International Recruitment: Modern Slavery and the Care Sector
Modern slavery is a serious concern in all areas of the UK economy with the law placing active duties on employers to take steps to ensure that no element of the practice is present in their operations or their supply lines.
Despite this, modern slavery continues to pervade the labour market particularly within international recruitment, either through wilfully illegal practices or confusion over what the precise legal obligations are. With the rapid changes in business immigration law of recent years and the capacity of the Home Office being stretched to breaking point, it is not difficult to see how such breaches can inadvertently occur.
The state of modern slavery in Britain
Unseen UK, one of the UK’s leading modern slavery charities, have recent published their annual report on the state of modern slavery in Britain, drawing on data collected in 2022. Last year was the organisation’s busiest year in terms of helpline referrals since its inception in 2015, with 6,516 potential victims reported from 99 different nationalities. Labour exploitation was by far the most common form of modern slavery, more than sexual exploitation, domestic servitude and criminal exploitation combined.

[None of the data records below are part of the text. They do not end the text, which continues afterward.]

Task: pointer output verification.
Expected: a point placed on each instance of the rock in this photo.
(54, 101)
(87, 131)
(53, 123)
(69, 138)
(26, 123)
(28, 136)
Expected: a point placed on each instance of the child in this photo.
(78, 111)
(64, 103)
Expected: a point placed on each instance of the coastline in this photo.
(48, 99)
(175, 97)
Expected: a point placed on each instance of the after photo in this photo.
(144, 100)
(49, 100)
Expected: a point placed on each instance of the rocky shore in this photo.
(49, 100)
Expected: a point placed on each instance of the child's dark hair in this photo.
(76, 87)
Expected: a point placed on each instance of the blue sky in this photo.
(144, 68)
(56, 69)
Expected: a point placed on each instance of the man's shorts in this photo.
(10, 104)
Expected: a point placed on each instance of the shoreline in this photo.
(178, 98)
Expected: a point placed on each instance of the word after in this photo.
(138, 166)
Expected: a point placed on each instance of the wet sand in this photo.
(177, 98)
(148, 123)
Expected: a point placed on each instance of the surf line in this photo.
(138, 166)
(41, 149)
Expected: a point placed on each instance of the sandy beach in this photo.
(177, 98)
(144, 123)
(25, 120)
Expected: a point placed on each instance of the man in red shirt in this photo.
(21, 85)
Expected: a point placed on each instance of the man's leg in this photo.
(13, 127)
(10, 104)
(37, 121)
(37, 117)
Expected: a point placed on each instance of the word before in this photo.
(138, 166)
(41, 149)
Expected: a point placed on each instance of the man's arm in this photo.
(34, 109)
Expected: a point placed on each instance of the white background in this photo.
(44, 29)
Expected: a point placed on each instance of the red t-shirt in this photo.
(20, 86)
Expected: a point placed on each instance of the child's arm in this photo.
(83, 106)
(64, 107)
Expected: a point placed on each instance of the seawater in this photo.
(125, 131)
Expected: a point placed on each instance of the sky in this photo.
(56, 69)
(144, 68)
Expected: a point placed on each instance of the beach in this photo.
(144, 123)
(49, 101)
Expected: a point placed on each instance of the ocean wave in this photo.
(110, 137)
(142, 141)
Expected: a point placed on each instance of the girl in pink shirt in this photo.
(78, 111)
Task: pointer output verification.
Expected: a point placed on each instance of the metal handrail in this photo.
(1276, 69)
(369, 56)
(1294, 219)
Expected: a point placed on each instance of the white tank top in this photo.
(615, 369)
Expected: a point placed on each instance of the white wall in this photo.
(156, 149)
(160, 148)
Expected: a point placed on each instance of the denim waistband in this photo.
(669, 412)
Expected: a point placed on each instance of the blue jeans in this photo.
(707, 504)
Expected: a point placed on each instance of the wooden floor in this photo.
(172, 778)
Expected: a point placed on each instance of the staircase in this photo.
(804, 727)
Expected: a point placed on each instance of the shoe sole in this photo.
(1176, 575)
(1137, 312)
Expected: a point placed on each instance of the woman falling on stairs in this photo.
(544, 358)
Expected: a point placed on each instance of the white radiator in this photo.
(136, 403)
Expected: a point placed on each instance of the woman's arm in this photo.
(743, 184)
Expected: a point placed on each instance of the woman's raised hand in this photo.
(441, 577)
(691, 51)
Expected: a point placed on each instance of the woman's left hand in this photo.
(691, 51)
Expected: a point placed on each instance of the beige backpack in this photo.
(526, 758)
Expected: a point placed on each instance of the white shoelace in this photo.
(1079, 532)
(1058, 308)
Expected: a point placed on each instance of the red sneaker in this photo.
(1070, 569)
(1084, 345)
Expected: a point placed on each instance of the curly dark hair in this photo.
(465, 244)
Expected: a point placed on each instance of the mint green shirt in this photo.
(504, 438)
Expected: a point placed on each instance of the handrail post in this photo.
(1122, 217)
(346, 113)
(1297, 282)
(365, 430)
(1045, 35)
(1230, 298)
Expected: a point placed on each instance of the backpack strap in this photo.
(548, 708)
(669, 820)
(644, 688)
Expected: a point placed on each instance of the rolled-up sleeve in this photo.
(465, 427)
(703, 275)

The report also shows that sadly, the care sector is not immune from instances of modern slavery with the combination of a traditionally high turnover of staff and low pay enabling the conditions for exploitation. Between 2021-2022 Unseen saw a massive 606% increase of cases in the care sector with a 1,024% increase in potential victims referred though their helpline service. Almost all victims and potential victims are non-UK nationals many brought in through purportedly legitimate international recruitment channels, with the most prominent nationalities being Indian, Zimbabwean and Nigerian; most are in the 20-29 age bracket.
How can employers in the care sector protect themselves against these practices?
The clear question posed by these findings is how can employers in the care sector protect themselves against these practices creeping in? Given the high prevalence of foreign labour amongst both UK care staff and victims of modern slavery, rigorous right to work checks before the first day of employment is an obvious way of ensuring that trafficked individuals without legal permission to work are not being passed off by third parties such as bogus recruiters or agencies as legal migrants entering the workplace by their own free will. Receiving an offer by a third-party employer of a ‘sponsored’ employee with purported right to work on a temporary, contractual basis will be a clear red flag.
Even when the workers are, on the face of it, legitimately sponsored as skilled workers, the risks of modern slavery are not entirely negated. The Home Office have recently highlighted issues relating to employees being tied to their employment through debt – commonly by way of the requirement to repay expenses associated with their sponsorship if they decide to leave their employer. Whilst there are instances where certain costs can be recuperated in this way – especially if time limited – this is something that the Home Office has indicated will be scrutinised during compliance visits to licenced employers.
Occasionally, employers – through a combination of economic and logistical pressures – may be tempted to cut corners in regard to their recruitment practices by, for example, turning a blind eye to right to work inconsistencies or using evasive and somewhat unofficial third parties such as agencies or other care organisations. The civil penalty for inadvertently employing an illegal worker is £20,000 per worker; the criminal sanction for wilfully employing an illegal worker is an unlimited fine and/or 5 years in prison. Should an employer be found to breach modern slavery laws, claiming ignorance will be no defence; the maximum sentence on indictment is 10 years in prison.
If an employer is concerned about the possibility that their organisation’s structure may make it possible that modern slavery can occur, seeking legal advice on safeguarding their systems would be a prudent way forward, as would adherence to the government’s code of practice on the recruitment of health and social care personnel.